With news this week that the famous Salvation Army—a haven for the homeless on the Bowery—would be replaced with an Ace hotel—a haven for hipsters—some would say it's the end of an era. But they'd be wrong. That era ended a long time ago.
It's a little too perfect, though. A high-priced hotel drops $30 million for a piece of prime real estate and makes a whole population of homeless people even more homeless. The Salvation Army will relocate to Brooklyn. Meanwhile, the former flophouse on the Bowery will soon be home to an iconic establishment that charges $239 a night for a room with bunk beds. About five years ago, a room in one of the Bowery's famous single occupancy hotels cost just $6. WNYC covered the news when it broke on Wednesday with the unapologetic headline: "On the Bowery, Homeless to Hipsters Almost Overnight."
It's gentrification at its swiftest. That's what's happening down on the Bowery. But it's been happening for years, of course; some might even say for a century or more. The Bowery, a street that's older than Broadway, has lived several lives since the days when it led the way to Peter Stuyvesant's farm. Now it leads the way to overpriced farm-fresh produce at a Whole Foods encased in glass. And you know what? It's the hipsters' fault.

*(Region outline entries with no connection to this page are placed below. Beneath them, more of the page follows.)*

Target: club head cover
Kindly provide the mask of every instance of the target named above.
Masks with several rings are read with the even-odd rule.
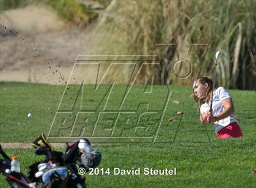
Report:
[[[95,168],[99,166],[101,160],[101,153],[97,150],[81,155],[81,163],[88,171],[90,168]]]

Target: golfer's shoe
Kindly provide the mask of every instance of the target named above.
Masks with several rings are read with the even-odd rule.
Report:
[[[33,143],[31,143],[31,145],[35,148],[38,148],[40,146],[46,146],[51,151],[53,151],[54,150],[52,146],[47,141],[44,134],[41,134],[40,136],[37,137]]]

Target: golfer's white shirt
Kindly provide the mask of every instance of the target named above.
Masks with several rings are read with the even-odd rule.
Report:
[[[218,114],[224,110],[224,107],[221,103],[221,101],[229,98],[231,98],[231,96],[224,87],[219,87],[213,92],[212,113],[214,116],[216,116]],[[211,101],[207,101],[204,103],[200,107],[201,113],[209,111],[210,104]],[[233,114],[232,114],[227,118],[215,122],[215,133],[217,133],[219,130],[235,121],[236,121],[236,119]]]

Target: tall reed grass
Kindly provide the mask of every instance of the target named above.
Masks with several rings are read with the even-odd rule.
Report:
[[[213,76],[214,56],[221,50],[217,84],[228,88],[255,89],[256,4],[247,1],[112,0],[99,17],[98,32],[102,33],[97,52],[104,54],[158,55],[161,66],[149,67],[160,75],[157,83],[191,85],[192,78]],[[197,45],[188,55],[192,75],[177,78],[172,65],[186,56],[190,44]],[[206,54],[204,60],[204,54]],[[186,70],[180,64],[180,71]],[[150,72],[145,72],[151,74]]]

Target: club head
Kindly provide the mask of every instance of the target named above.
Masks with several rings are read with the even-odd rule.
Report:
[[[215,58],[216,58],[216,59],[217,59],[218,58],[219,58],[219,56],[220,55],[221,55],[221,52],[217,51],[217,52],[216,52],[216,53],[215,53]]]

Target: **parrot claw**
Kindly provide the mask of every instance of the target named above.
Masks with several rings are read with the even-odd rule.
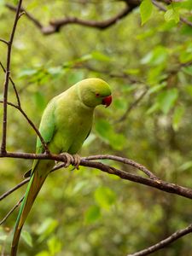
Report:
[[[79,166],[81,162],[81,158],[78,154],[73,154],[73,166],[74,166],[75,169],[79,170]]]
[[[62,153],[61,154],[65,156],[65,160],[67,158],[65,168],[67,168],[70,165],[73,165],[75,167],[75,169],[79,170],[79,166],[81,161],[80,156],[79,154],[70,154],[68,153]]]

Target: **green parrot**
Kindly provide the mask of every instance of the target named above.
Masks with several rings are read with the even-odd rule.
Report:
[[[82,80],[54,97],[47,105],[39,126],[39,131],[49,151],[53,154],[66,152],[75,154],[90,132],[95,108],[101,104],[108,107],[111,102],[109,85],[95,78]],[[44,146],[38,137],[36,153],[44,152]],[[55,161],[51,160],[33,161],[30,182],[14,230],[11,256],[17,253],[23,224],[54,166]]]

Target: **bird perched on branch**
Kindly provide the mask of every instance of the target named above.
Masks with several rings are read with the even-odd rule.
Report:
[[[109,85],[99,79],[82,80],[67,90],[54,97],[47,105],[42,116],[39,131],[54,154],[66,154],[67,164],[72,162],[70,154],[76,154],[89,136],[94,109],[98,105],[108,107],[112,102]],[[37,140],[37,154],[44,153],[39,137]],[[78,167],[79,157],[73,157]],[[32,204],[55,165],[52,160],[34,160],[30,182],[16,220],[11,247],[11,256],[17,253],[17,247],[23,224]]]

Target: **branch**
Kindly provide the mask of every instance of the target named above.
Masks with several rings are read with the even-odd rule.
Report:
[[[7,65],[6,65],[5,81],[4,81],[4,89],[3,89],[3,135],[2,135],[1,152],[6,152],[7,102],[8,102],[8,89],[9,89],[9,74],[10,74],[9,69],[10,69],[10,60],[11,60],[11,50],[12,50],[12,44],[14,41],[14,36],[17,26],[17,22],[20,19],[20,9],[21,7],[21,4],[22,4],[22,0],[20,0],[16,9],[16,15],[15,15],[12,32],[10,34],[9,41],[8,42]]]
[[[0,157],[9,157],[9,158],[20,158],[20,159],[38,159],[38,160],[53,160],[61,162],[67,162],[67,157],[65,155],[61,154],[28,154],[28,153],[12,153],[12,152],[5,152],[0,154]],[[95,155],[90,156],[88,158],[82,158],[80,161],[80,166],[89,166],[90,168],[96,168],[104,172],[108,172],[109,174],[116,175],[120,177],[123,179],[130,180],[134,183],[144,184],[149,187],[153,187],[159,190],[162,190],[167,193],[172,193],[175,195],[178,195],[186,198],[192,199],[192,189],[189,188],[185,188],[183,186],[179,186],[175,183],[167,183],[160,179],[159,177],[155,178],[154,175],[153,178],[143,177],[139,175],[136,175],[133,173],[127,172],[125,171],[119,170],[117,168],[109,166],[108,165],[104,165],[101,162],[93,162],[90,160],[101,160],[101,159],[109,159],[113,160],[121,161],[125,164],[131,166],[133,167],[138,168],[139,170],[143,171],[144,169],[148,170],[146,167],[143,166],[140,164],[134,162],[131,160],[120,158],[114,155]],[[73,164],[73,162],[71,163]],[[61,168],[61,166],[60,166]],[[145,171],[146,173],[146,171]],[[148,173],[150,174],[150,173]],[[21,185],[20,185],[21,186]],[[19,187],[20,187],[19,186]],[[9,193],[10,194],[10,193]],[[3,196],[1,196],[3,197]],[[5,196],[3,196],[4,198]]]
[[[189,224],[187,228],[180,230],[168,236],[167,238],[159,241],[158,243],[154,244],[154,246],[148,247],[144,250],[142,250],[140,252],[135,253],[133,254],[128,254],[127,256],[143,256],[143,255],[148,255],[154,252],[156,252],[167,245],[171,244],[174,241],[179,239],[180,237],[191,233],[192,232],[192,224]]]
[[[136,99],[126,109],[126,111],[125,112],[125,113],[122,115],[122,117],[120,117],[116,122],[122,122],[124,121],[128,114],[130,113],[130,112],[132,110],[132,108],[134,108],[142,100],[143,98],[146,96],[146,94],[148,91],[148,88],[145,89],[145,90],[140,95],[140,96]]]
[[[32,20],[34,25],[38,27],[42,33],[44,35],[49,35],[55,32],[58,32],[61,27],[67,26],[68,24],[77,24],[88,27],[94,27],[101,30],[108,28],[109,26],[117,23],[119,20],[125,18],[129,13],[131,13],[135,8],[139,5],[139,0],[127,0],[125,8],[121,10],[115,16],[102,21],[96,20],[84,20],[77,17],[67,17],[58,20],[52,20],[49,21],[49,26],[44,26],[36,18],[29,14],[24,8],[21,8],[22,11],[25,11],[26,17]],[[11,4],[6,4],[6,6],[10,9],[15,11],[15,7]]]

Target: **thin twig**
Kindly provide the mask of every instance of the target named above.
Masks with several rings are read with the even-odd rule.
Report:
[[[0,103],[3,103],[3,101],[0,101]],[[7,104],[18,109],[21,113],[22,115],[26,118],[26,119],[28,121],[28,123],[30,124],[30,125],[33,128],[33,130],[35,131],[35,132],[37,133],[38,137],[39,137],[44,148],[44,150],[46,152],[46,154],[49,154],[49,150],[48,148],[48,146],[46,144],[46,143],[44,142],[41,133],[39,132],[38,129],[35,126],[35,125],[33,124],[33,122],[28,118],[27,114],[25,113],[25,111],[22,109],[22,108],[20,106],[17,106],[12,102],[7,102]]]
[[[6,41],[6,40],[4,40],[4,39],[3,39],[3,38],[0,38],[0,42],[3,42],[3,43],[4,43],[5,44],[9,45],[9,42]]]
[[[10,10],[13,10],[13,11],[15,11],[16,10],[16,8],[15,6],[10,4],[10,3],[6,3],[5,6],[7,8],[9,8]],[[38,28],[42,28],[42,25],[41,23],[37,20],[35,19],[32,15],[30,15],[23,7],[20,8],[20,11],[24,12],[26,16],[31,20]]]
[[[5,81],[4,81],[4,90],[3,90],[3,135],[2,135],[2,145],[1,152],[6,152],[6,138],[7,138],[7,102],[8,102],[8,89],[9,89],[9,81],[10,74],[10,61],[11,61],[11,50],[12,44],[14,41],[14,36],[15,33],[17,22],[19,20],[20,9],[22,4],[22,0],[19,1],[16,15],[15,18],[14,26],[10,34],[10,38],[8,44],[8,53],[7,53],[7,65],[6,65],[6,73],[5,73]]]
[[[11,213],[19,207],[19,205],[21,203],[21,201],[24,199],[24,195],[20,198],[20,200],[16,203],[16,205],[6,214],[6,216],[1,220],[0,225],[2,225],[8,218],[9,216],[11,215]]]
[[[3,65],[1,61],[0,61],[0,66],[1,66],[2,69],[3,70],[3,72],[6,73],[6,69],[4,68],[4,67],[3,67]],[[9,76],[9,80],[10,80],[12,85],[13,85],[13,88],[14,88],[14,90],[15,90],[15,96],[16,96],[16,98],[17,98],[17,104],[18,104],[19,107],[20,107],[20,96],[19,96],[18,91],[16,90],[16,86],[15,86],[11,76]]]
[[[159,3],[157,1],[153,0],[152,2],[153,2],[153,3],[154,3],[154,5],[155,5],[159,9],[160,9],[160,10],[162,10],[162,11],[164,11],[164,12],[166,12],[166,11],[167,11],[166,8],[165,8],[162,4]],[[186,25],[188,25],[188,26],[192,26],[192,22],[189,21],[189,20],[187,20],[187,19],[182,17],[182,16],[180,16],[180,20],[181,20],[183,23],[184,23],[184,24],[186,24]]]
[[[164,248],[167,245],[171,244],[172,242],[175,241],[176,240],[179,239],[180,237],[186,236],[189,233],[192,233],[192,224],[189,224],[187,228],[180,230],[168,236],[167,238],[159,241],[158,243],[154,244],[152,247],[149,247],[144,250],[142,250],[140,252],[128,254],[127,256],[144,256],[148,255],[154,252],[156,252],[160,249]]]
[[[41,32],[44,35],[49,35],[55,32],[58,32],[61,27],[67,26],[68,24],[77,24],[89,27],[94,27],[97,29],[107,29],[108,27],[114,25],[119,20],[125,18],[129,13],[131,13],[136,7],[139,5],[139,1],[125,1],[125,8],[121,10],[119,14],[115,16],[109,18],[108,20],[102,20],[102,21],[96,21],[96,20],[84,20],[80,18],[77,17],[67,17],[63,19],[57,19],[52,20],[49,21],[49,26],[44,26],[41,22],[39,22],[36,18],[33,17],[31,14],[26,12],[24,8],[21,10],[26,12],[26,17],[31,20],[37,27],[38,27]],[[15,7],[11,4],[6,4],[6,6],[11,9],[15,10]]]

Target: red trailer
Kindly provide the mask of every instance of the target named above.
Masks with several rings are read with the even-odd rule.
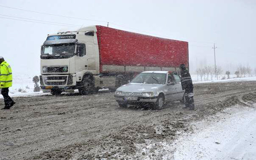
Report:
[[[181,64],[184,64],[188,68],[187,42],[101,26],[96,27],[101,72],[107,71],[107,69],[102,69],[105,65],[136,66],[137,69],[140,69],[138,67],[143,67],[145,68],[144,71],[154,68],[157,70],[179,71]],[[137,71],[143,71],[139,69]]]

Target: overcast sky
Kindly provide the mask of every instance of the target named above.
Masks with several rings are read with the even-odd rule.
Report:
[[[216,65],[224,71],[233,74],[239,65],[250,66],[253,71],[256,68],[253,0],[0,0],[0,55],[15,74],[40,74],[40,47],[47,34],[82,26],[106,26],[107,21],[112,28],[188,41],[192,72],[214,65],[214,43]]]

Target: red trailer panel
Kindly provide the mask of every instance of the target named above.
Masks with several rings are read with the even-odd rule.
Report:
[[[188,66],[188,43],[96,26],[102,65]]]

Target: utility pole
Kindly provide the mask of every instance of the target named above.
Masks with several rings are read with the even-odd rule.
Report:
[[[216,59],[215,59],[215,49],[217,49],[217,47],[215,47],[215,43],[213,44],[213,47],[212,48],[214,49],[214,68],[215,69],[215,77],[217,76],[216,74]]]

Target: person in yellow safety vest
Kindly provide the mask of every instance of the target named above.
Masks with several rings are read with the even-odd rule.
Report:
[[[12,85],[12,73],[10,65],[0,56],[0,88],[3,97],[5,106],[1,109],[9,109],[15,102],[9,96],[9,87]]]

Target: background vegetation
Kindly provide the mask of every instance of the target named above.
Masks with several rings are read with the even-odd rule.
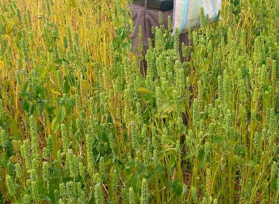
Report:
[[[223,0],[183,64],[154,28],[144,78],[128,2],[0,0],[1,202],[278,203],[279,3]]]

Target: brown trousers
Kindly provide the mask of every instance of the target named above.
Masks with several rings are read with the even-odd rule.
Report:
[[[145,0],[145,6],[142,6],[140,5],[135,5],[133,3],[130,6],[130,9],[132,12],[133,15],[133,22],[134,24],[134,31],[132,34],[131,39],[133,42],[132,50],[134,51],[135,47],[138,47],[139,40],[139,28],[140,25],[141,26],[142,30],[142,43],[143,45],[143,51],[142,55],[144,56],[146,54],[146,51],[148,49],[148,38],[152,39],[154,36],[151,32],[151,27],[154,26],[159,26],[159,12],[161,12],[163,17],[163,24],[165,27],[168,29],[168,18],[169,16],[173,17],[173,10],[171,9],[167,11],[162,11],[159,9],[155,10],[149,9],[147,8],[147,0]],[[182,61],[184,61],[184,58],[182,57],[182,44],[184,42],[186,45],[191,45],[192,42],[189,41],[188,38],[188,33],[186,33],[180,35],[180,52],[181,58]],[[141,72],[144,75],[145,75],[146,71],[146,62],[144,60],[143,67],[141,68]],[[141,63],[142,64],[142,63]]]
[[[159,26],[159,12],[162,12],[163,17],[163,24],[165,25],[165,27],[168,29],[168,18],[169,16],[173,17],[173,10],[169,10],[167,11],[161,11],[160,10],[154,10],[148,9],[147,5],[147,0],[145,0],[145,6],[138,5],[135,5],[132,3],[130,6],[130,9],[132,12],[133,17],[133,22],[134,24],[134,31],[132,34],[131,39],[133,42],[132,47],[132,51],[134,51],[135,47],[138,47],[139,40],[138,34],[139,26],[141,26],[142,30],[142,41],[143,45],[143,51],[142,55],[144,56],[146,54],[146,51],[148,49],[148,38],[152,39],[154,38],[154,35],[151,32],[151,27],[154,26]],[[188,33],[186,33],[180,35],[180,54],[181,59],[182,62],[184,61],[184,58],[182,56],[182,44],[184,42],[186,45],[192,45],[192,41],[189,40],[188,38]],[[189,59],[188,59],[189,60]],[[140,63],[140,69],[142,74],[145,76],[147,69],[147,63],[145,60],[144,59],[143,62]],[[189,88],[191,92],[192,92],[192,88]],[[191,105],[191,102],[192,100],[192,97],[190,97],[189,101],[189,105]],[[186,125],[188,125],[188,116],[187,114],[183,113],[182,114],[183,121]]]

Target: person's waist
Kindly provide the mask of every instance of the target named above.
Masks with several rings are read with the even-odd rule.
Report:
[[[142,6],[145,6],[144,0],[134,0],[132,3]],[[163,1],[147,0],[147,8],[163,11],[171,10],[174,8],[174,1],[172,0]]]

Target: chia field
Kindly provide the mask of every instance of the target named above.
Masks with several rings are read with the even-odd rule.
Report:
[[[279,0],[223,0],[183,63],[153,28],[145,77],[129,1],[0,0],[0,203],[279,204]]]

A Spotty, Sometimes Bloody History
Bowery's not just older than Broadway. It's the oldest thoroughfare on the island of Manhattan, one that saw the island's first residents arrive in the mid-17th century. Its modern name, Bowery, actually comes from bouwerij, an old Dutch word for "farm." The area remained farmland until the early 19th century, when craftsmen and artisans—a bit of foreshadowing!—started moving in.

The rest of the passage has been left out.